There is a flip side to the set of considerations that I advanced a short time ago around the fact that there is almost no real wealth at all behind the three trillion of zeros accumulated in the Stock Market since the last election.
The flip side, the positive side, is this: No real wealth will be destroyed, if the Stock Market crashes. And the issue is not if, but when the Stock Market crashes.
When the stock market crashes is a question of great interest to individual players. Those who cash in in time will go home with a bundle.
Individual investors, who are determined to remain in the market until it might be too late, have some serious calculations to make: They have to determine what is the most they can lose without being utterly ruined.

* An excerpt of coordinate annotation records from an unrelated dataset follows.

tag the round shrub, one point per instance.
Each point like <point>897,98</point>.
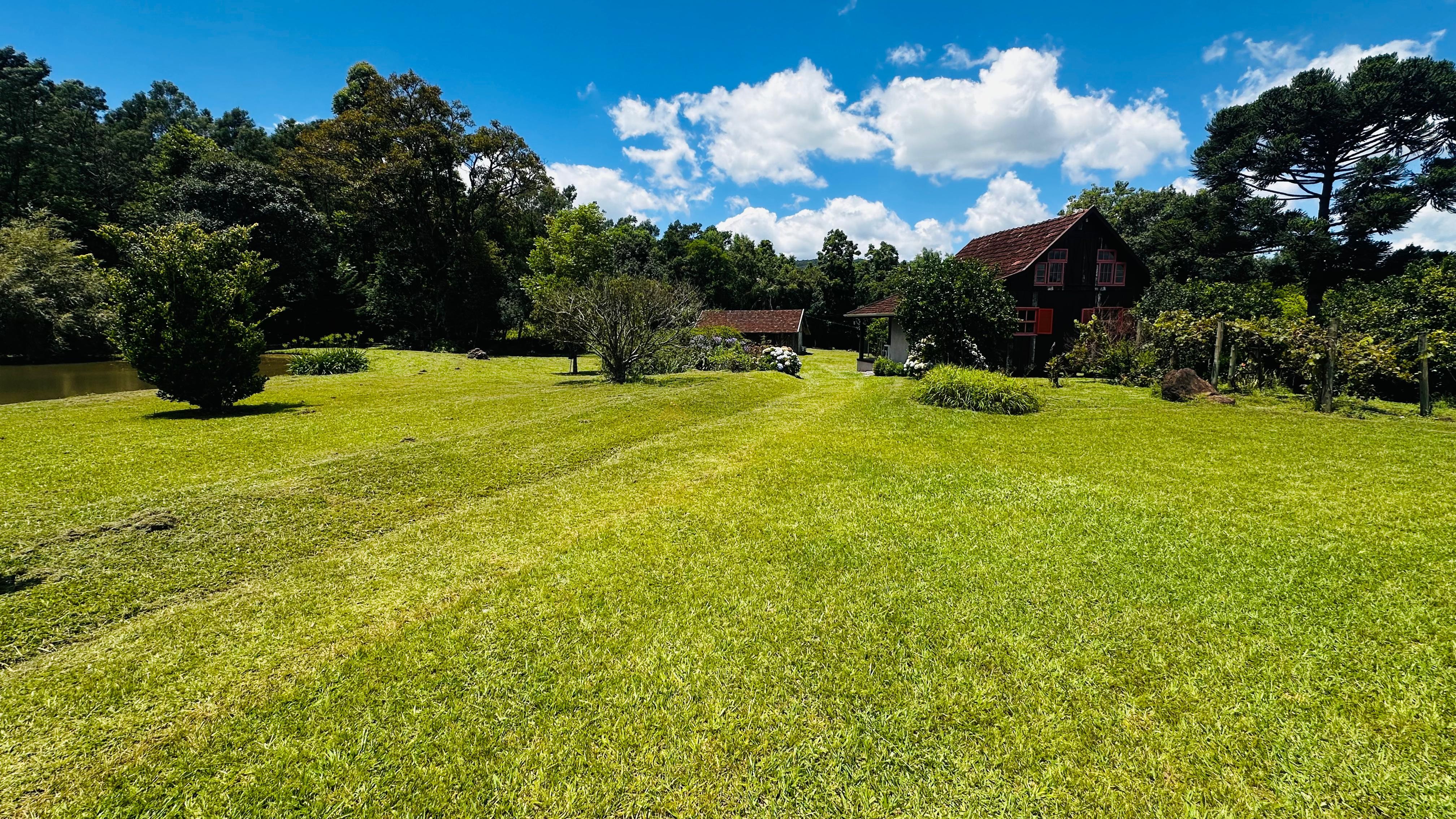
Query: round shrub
<point>982,391</point>
<point>781,359</point>
<point>729,358</point>
<point>188,311</point>
<point>328,362</point>
<point>889,368</point>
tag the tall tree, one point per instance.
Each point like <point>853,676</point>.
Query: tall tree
<point>53,298</point>
<point>50,145</point>
<point>1365,153</point>
<point>194,180</point>
<point>430,209</point>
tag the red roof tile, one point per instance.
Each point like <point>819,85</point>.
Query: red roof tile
<point>1011,251</point>
<point>876,309</point>
<point>755,321</point>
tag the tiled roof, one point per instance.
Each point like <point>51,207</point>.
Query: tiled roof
<point>755,321</point>
<point>876,309</point>
<point>1011,251</point>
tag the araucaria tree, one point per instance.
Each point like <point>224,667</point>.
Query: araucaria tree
<point>957,308</point>
<point>1365,152</point>
<point>188,311</point>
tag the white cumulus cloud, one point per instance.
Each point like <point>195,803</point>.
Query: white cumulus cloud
<point>803,234</point>
<point>1187,186</point>
<point>1216,50</point>
<point>1015,113</point>
<point>1007,203</point>
<point>768,130</point>
<point>906,55</point>
<point>616,194</point>
<point>635,118</point>
<point>960,59</point>
<point>1432,229</point>
<point>1276,63</point>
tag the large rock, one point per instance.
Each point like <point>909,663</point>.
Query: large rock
<point>1186,385</point>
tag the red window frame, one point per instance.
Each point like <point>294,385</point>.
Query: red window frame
<point>1056,267</point>
<point>1034,321</point>
<point>1110,273</point>
<point>1103,314</point>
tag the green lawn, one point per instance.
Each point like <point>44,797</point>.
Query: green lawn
<point>452,588</point>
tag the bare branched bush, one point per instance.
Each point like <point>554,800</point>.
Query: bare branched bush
<point>624,321</point>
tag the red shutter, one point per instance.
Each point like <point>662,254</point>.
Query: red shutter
<point>1044,321</point>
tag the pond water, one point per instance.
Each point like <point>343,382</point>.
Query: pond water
<point>43,382</point>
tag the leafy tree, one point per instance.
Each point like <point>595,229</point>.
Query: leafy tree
<point>50,145</point>
<point>1365,152</point>
<point>836,261</point>
<point>188,311</point>
<point>577,247</point>
<point>197,181</point>
<point>434,248</point>
<point>53,301</point>
<point>951,305</point>
<point>876,272</point>
<point>1398,309</point>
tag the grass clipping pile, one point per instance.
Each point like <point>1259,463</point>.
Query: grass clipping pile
<point>962,388</point>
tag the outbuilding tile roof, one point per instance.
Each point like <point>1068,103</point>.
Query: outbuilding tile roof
<point>1013,251</point>
<point>755,321</point>
<point>876,309</point>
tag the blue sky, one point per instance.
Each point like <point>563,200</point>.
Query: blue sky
<point>914,123</point>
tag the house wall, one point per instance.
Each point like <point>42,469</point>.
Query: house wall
<point>1079,292</point>
<point>899,346</point>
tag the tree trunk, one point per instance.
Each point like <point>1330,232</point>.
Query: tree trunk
<point>1318,280</point>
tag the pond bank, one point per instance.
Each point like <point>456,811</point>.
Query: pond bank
<point>44,382</point>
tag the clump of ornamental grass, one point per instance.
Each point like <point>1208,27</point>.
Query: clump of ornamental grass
<point>962,388</point>
<point>331,362</point>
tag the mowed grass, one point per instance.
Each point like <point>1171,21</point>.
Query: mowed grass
<point>724,594</point>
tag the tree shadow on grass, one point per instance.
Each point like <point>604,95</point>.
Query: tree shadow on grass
<point>238,412</point>
<point>11,584</point>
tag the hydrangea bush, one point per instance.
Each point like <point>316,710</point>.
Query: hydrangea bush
<point>916,363</point>
<point>783,359</point>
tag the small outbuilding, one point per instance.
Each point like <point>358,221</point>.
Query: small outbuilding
<point>897,347</point>
<point>781,329</point>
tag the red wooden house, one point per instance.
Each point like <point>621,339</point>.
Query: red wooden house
<point>1061,272</point>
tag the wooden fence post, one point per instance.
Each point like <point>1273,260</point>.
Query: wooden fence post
<point>1426,374</point>
<point>1218,347</point>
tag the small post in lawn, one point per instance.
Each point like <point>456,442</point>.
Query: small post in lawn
<point>1426,372</point>
<point>1218,347</point>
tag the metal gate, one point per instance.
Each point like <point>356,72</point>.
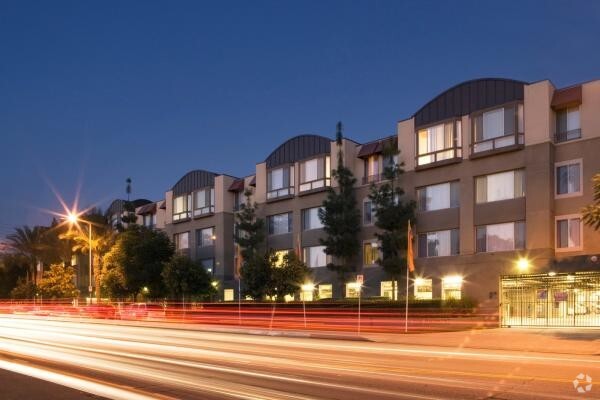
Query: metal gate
<point>550,300</point>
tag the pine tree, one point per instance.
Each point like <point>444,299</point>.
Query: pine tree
<point>255,269</point>
<point>392,216</point>
<point>341,218</point>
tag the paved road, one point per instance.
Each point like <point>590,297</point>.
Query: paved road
<point>138,362</point>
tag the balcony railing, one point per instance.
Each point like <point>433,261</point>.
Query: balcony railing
<point>316,184</point>
<point>566,136</point>
<point>273,194</point>
<point>439,155</point>
<point>498,143</point>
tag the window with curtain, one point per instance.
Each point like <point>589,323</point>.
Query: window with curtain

Individual people can also find some sense of security if they—in time—make a run for gold. Since the price of gold has its own outstretched gyrations, what type of security is this? And there are many more objections to this false solution. First, what security is obtained if all other people around us are ruined. Then, what type of security is there when coming out of the bunkers one finds the entire structure of production and organization of society destroyed?
The individual alone can at best save himself. Real security, long term security, can be acquired only through the community as a whole. To adopt Benjamin Franklin’s warning, “We must, indeed, all hang together or, most assuredly, we shall all hang separately.”
There are two actions that the community, the community represented by—and led by—the Federal Reserve System (the Fed), can immediately take before the crash. Quite apart from doing what it is planning to do with interest rates, the first, most urgent deliberation is to shut the lending door down, to shut down all lending destined to purchase any form of financial assets.